Notre verticalité, stature partant des pieds, est toujours posée. C’est à partir de cette gravité, notre centre, que nous inventons un chemin à travers les éléments du Stock. Pliées et rangées dans des sacs de plastique blanc, les formes de rosaces blanches et rouges, de serpentins bleu marine, de cônes oranges et de résilles rouges sont possibles. Elles vont ensuite envahir toute la surface disponible, en une prolifération dont la règle principale est le remplissage d’un territoire. Celui-ci a tendance à déborder les limites de l’espace d’exposition. S’invente alors une géographie, une cartographie, dont nous sommes l’abscisse. Notre corps vertical est alors perçu comme incomplet, manquant d’unité, de stabilité. C’est en tournant autour de ces étranges objets, en les manipulant et en découvrant le plaisir du craquement, la surprise d’une ouverture et la joie du flottement, que nos pieds révèlent leur bancale légèreté. Equilibre précaire et légèreté de l’humain sont deux instances que révèlent le Stock et la Bibliothèque des gestes.

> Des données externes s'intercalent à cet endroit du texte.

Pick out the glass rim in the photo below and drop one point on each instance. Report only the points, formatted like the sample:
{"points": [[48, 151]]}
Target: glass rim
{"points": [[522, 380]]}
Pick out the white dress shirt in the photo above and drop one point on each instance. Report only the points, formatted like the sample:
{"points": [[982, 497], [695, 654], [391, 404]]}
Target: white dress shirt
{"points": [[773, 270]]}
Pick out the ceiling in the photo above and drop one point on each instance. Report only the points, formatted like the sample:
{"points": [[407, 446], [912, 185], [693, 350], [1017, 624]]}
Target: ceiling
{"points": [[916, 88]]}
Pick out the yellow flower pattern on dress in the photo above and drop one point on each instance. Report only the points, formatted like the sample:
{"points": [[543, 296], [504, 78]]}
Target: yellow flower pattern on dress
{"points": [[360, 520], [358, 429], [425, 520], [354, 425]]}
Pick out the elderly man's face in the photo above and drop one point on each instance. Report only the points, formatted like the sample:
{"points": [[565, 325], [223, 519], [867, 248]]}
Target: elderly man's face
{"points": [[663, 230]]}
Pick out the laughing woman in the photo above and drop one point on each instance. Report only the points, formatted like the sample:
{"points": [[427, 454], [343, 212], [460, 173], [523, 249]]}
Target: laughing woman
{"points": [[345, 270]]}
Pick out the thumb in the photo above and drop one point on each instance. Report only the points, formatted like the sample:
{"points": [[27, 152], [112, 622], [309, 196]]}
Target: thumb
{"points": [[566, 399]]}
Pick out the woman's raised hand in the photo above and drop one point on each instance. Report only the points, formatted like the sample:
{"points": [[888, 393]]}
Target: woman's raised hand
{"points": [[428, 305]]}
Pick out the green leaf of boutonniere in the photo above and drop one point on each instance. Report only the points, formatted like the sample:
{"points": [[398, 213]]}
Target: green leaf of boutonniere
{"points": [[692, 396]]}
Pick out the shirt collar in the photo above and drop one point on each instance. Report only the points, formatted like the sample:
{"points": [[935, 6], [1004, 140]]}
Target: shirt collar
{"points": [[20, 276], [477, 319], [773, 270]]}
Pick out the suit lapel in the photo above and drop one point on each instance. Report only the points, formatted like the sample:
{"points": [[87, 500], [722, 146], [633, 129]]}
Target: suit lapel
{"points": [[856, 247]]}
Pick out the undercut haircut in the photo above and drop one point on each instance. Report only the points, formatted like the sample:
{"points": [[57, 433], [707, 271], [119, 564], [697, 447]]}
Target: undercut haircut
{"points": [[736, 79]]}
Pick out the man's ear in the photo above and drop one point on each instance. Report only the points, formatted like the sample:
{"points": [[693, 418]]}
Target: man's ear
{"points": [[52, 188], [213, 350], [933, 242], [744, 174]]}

La ‘’fraise’’ circulaire qui sciait le corps du calviniste en deux est déployée et trouve un usage sensualisé. La tête, siège de la sagesse qu’elle expédie aux membres, n’est plus séparée des mains qui agissent ou des reins où règne la concupiscence. Le corps en morceaux, est toujours un sujet divisé, mais pour un instant, cette séparation joue de nouveaux écarts. Un pas de côté, un geste retenu puis les prémices d’un mouvement : voici ce jeu auquel ces modules invitent. Dans mon expérience propre de la chose, il me semble que la fragilité des matériaux et l’enjeu du dévoilement de soi induisent dans une première phase de la retenue, de la distance.

Les individus restent dans leur petit monde, ou bien, comme les enfants, s’inventent un territoire momentané. Le contact avec l’autre se fait par la périphérie, en circonvolutions qui, en effet comme le souligne Jean-Guillaume Gallais, relèvent du flirt. C’est pourquoi le flottement est nécessaire, plutôt comme une respiration, un vibrato, qu’une réelle hésitation. Tous les sens sont ainsi subtilement sollicités, la tactilité bien sûrd, la vision d’emblée, l’ouie et l’odorat de façon plus discrète. C’est par moments, ou à la fin, que l’on entend le silence. Ainsi les objets sculpturaux de Jean-Guillaume Gallais produisent du volume, instaurent des limites dans un espace et font arriver des situations. L’enjeu n’est pas tant la déstabilisation d’une organisation que par ailleurs ils pointent, mais de provoquer ‘’du jeu’’, d’infimes déplacements qui agissent comme des petits stimuli. Si un homme est un livre d’expériences, qu’est-ce qu’une bibliothèque de gestes ? Comment conserver ceux-ci, les stocker ? Subtilement subversives, les œuvres de Jean-Guillaume Gallais nous font faire l’épreuve d’une chose essentielle : que nous ne sommes pas en reste, que toute chute n’est pas un débris et qu’il ne peut y avoir d’art sans une économie des corps. Ainsi la sculpture sans gravité est celle qui donne, à partir de la gravité, l’envie légère du mouvement. Les œuvres de Jean-Guillaume Gallais sont fabricantes : elles donnent envie de se mouvoir. Elles sont poétiques, elles donnent envie de donner forme, elles font sentir l’air qu’alors nous déplaçons. Elles sont réelles. Elles nous font buter sur l’impossible. Elles sont provocantes : elles ouvrent l’imagination. Elles sont symboliques : elles parlent de ce qu’il n’y a pas et disparaissent. Elles ne sont pas évanescentes : elles laissent une trace dans la mémoire du corps : l’empreinte d’un vibrato.

texte publié dans JEAN-GUILLAUME GALLAIS, STOCK, éd.Frac des Pays de la Loire, Instantané 38, Carquefou, 2003.